There will also be a $100,000 second-place prize and a $50,000 third-place prize in the final round of the contest, and the top three teams in the qualifying round will split a $50,000 prize, too.
You can learn more about registering and competing for the Zillow Prize at www.zillow.com/zprize. Humphries says he’s been “delighted” so far with the reaction, which was swift and enthusiastic.
“We’re excited to harness the global data science community to improve something that’s going to be used by consumers,” he said.
Zestimate in the news
The Zestimate has been in the news lately due to a couple of lawsuits filed by Illinois real estate attorney Barbara Andersen. Earlier in May, Andersen filed suit against the company because she said the Zestimate on a condo she was trying to sell undervalued the property by about $100,000.
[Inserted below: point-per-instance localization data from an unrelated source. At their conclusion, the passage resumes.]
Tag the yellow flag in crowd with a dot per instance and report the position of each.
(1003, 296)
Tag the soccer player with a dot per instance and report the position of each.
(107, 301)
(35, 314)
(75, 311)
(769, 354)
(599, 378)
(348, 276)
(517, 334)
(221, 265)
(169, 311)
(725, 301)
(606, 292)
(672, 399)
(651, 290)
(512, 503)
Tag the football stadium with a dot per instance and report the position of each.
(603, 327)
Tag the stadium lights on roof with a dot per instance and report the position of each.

Andersen then dropped her initial suit in order to file a class-action lawsuit on behalf of a developer in Illinois; she will be representing any plaintiffs in the suit.
“To homeowners, sellers and buyers, the Zestimate home valuation remains an important data point. Combined with other information, like recent home sales, and the guidance of real estate professionals, the Zestimate helps consumers make smarter financial decisions about their homes,” stated Zillow in its press release about Zillow Prize.
In the release, Zillow said that it publishes Zestimates on more than 110 million homes based on 7.5 million “statistical and machine learning models.” Data points for the Zestimate come from “county and tax assessor records, and direct feeds from hundreds of multiple listing services and brokerages,” according to Zillow.
“Additionally, homeowners have the ability to update facts about their homes and see an immediate change to their Zestimate. More than 70 million homes on Zillow have been updated by the community of users,” Zillow stated in the release.